Paganism is diverse and personal and you will find that many people adapt this way of life to suit their own preferred system of belief… but within all this diversity, there are certain things that define our basic tenets of belief.

Paganism is a nature based spiritual system…in other words, we have a strong nature and ecological base. We do not worship nature, but rather we worship through nature. We see nature as a manifestation of Deity and we attune ourselves to this force. This alone does not define a pagan, as this nature based attitude could be applied to almost any other religion. But you will find it is a basic premise of all pagan belief systems. Nature represents the whole of divinity and gives us an intimate connection with that force.

Now within nature, you will find a polarity of all energies – there are two sides to almost everything in nature – you could label this the masculine and feminine aspects. Because we see nature as the divine, we also see our divine force as having two aspects – masculine and feminine – God and Goddess. Both are equally important to the existence of the universe and both are equally revered and worshipped within the craft. The fact that we worship both God and Goddess is very much a defining point of paganism. As everything around is energy, we are energy, all just vibrating at a different frequency, means that we are connected. There is no difference between you and the plant outside or the chair you sitting on or Divinity, therefore we are all one. We are Divinity as Divinity are us. WE ARE ALL ONE.
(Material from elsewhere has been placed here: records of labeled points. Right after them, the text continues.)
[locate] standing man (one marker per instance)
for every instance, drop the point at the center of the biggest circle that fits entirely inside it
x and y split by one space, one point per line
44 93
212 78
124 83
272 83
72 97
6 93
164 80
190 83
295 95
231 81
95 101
Another defining trait of Pagans are that we attune to nature through the ‘Wheel of the Year’. Our eight solar festivals (called Sabbats) are universally accepted as common ground between the many pagan traditions. The sun is seen as the ‘God’ energy and Solar festivals are usually ‘God’ orientated. And through the the eight festivals we see the ascend of the Sun God (being at the height of summer) to the descend into the underworld (height of winter). And the Sun God being the consort of our Mother Gaia (earth), she is always present in being, maiden, mother (pregnant with the sun just before summer starts) and the crone where she has given birth to the sun and where the cycle starts all over again.The Goddess represents all that is female and the God represents all that is male. But because nature is seen as female the Goddess has a wider meaning. Mother Earth or Gaia, she is seen as the creatrix and sustainer of life, the mother of us all which makes all the creatures on the planet our siblings.

As we attune to the solar cycle and the seasons, we also closely follow the lunar cycle. We perform our worship and practice our craft under the light (or dark) of the moon. The moon is seen to represent the Goddess.

Pagans do not believe that ours is the ‘one true’ path and do not proselytise…in other words we do not push our religion onto other people and try and convert them. We understand that each person has different spiritual needs and we do our best to respect other religious systems. Ancient Pagans would have worshipped one or a small number of Gods and Goddesses, while often recognizing the validity of other people’s deities. Many Pagans believe in reincarnation in some form. It gives Pagans a substantially different view of life. Early Christians saw Karma as a kind of treadmill, trapping people in endless reincarnations, never free. But Pagans see reincarnation as, at best, a chance to improve or to continue unfinished work, and at worst just a simple recycling of souls.

Pagans do NOT believe in the ‘devil’ (by any name). Most believe that the concept of a ‘purely evil’ deity has Christian origins…there is no mention of a devil until the New Testament in the bible. It is interesting to note that those of Jewish faith also do not believe in the concept… and that Christianity stems from Judaism. The ‘old gods’ have aspects of both ‘good’ and ‘bad’ and it was only the idea of an all-good, all loving deity, that necessitated an antagonist.

This has been a very brief look at what the Pagan path encourages as a belief system.

Paganism is a philosophy… it is a spiritual system, an attitude and a way of life.